現場に精通した鈴木修氏の〝勘ピューター〟にはもう頼れない

 スズキは4月から新たな人事制度を導入した。数値目標などの業績と能力を切り分けて評価する仕組みとしたほか、60歳以上の給与や業務体系も見直した。鈴木修氏が経営の第一線から退いて3年。持続的な成長に向け、従業員個人の能力を高められる環境を整える。

 従来の人事制度では、従業員は評価方法や会社から求められている能力などが分からなかったという。人事を担当する加藤祐輔常務役員は「目標に対してどう評価したのかのフィードバックもきちんとされていなかった」と振り返る。さらに、業績と能力の考課を一緒にしていたため「(数値などの)短期的な業績(の達成)を狙って目標を設定するケースが多く、成長から乖離(かいり)していた」(福田尚人事部長)という。

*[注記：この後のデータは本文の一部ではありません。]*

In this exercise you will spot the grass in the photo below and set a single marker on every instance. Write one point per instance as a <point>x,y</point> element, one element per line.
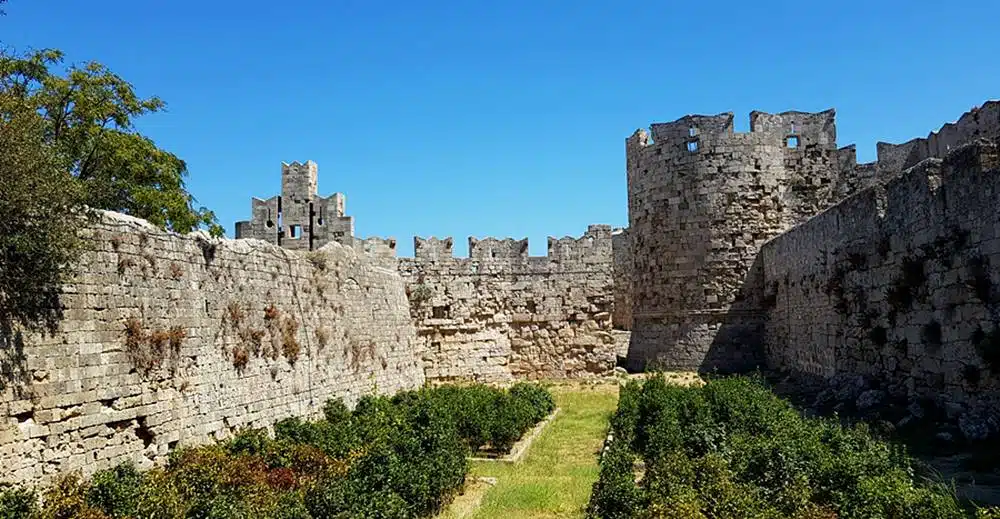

 それでも、これまでは経営上、大きな問題にならなかった。小まめな工場視察など現場に精通した修氏が〝勘ピューター〟を駆使し、人材の配置や優秀な人材の発掘などを差配してきたからだ。しかし、勘ピュータに頼れなくなり、制度的な手当てが課題に浮上した。

 人事制度の改革に着手したのは、修氏が会長から相談役となり、俊宏社長体制になった3年前のこと。俊宏社長が人事制度に関する課題を現場から聞き取ったこともきっかけになった。1990年代後半以来の刷新に踏み切ることが決まった。

 新たな人事制度では「個の成長」に焦点を当てた。業績と能力の評価を切り分け、能力評価に求める要素も全社員に公開した。新制度に基づく教育体制も部門ごとに順次、整備していく。

 60歳以上の社員の給与や業務体系も見直した。60歳以上の再雇用社員はこれまで、仕事量は定年前とさほど変わらないにもかかわらず、給与は大幅に下がる他社と同じような仕組みだった。新制度では、再雇用前と同様の業務なら60歳時点の給与を支給する。加藤常務役員は「海外工場への指導に行くなど、指導者として(ベテラン社員は)大事だ」と理由を説明する。

 スズキは、2030年度に売上高を23年度比30%増の7兆円とする目標を持つ。目標の達成や、30年以降もにらみ、個々の能力を最大限に発揮してもらう仕組みづくりが欠かせない。勘ピューターに頼らない制度により、従業員が高いモチベーションを保って働ける環境を整えていく考えだ。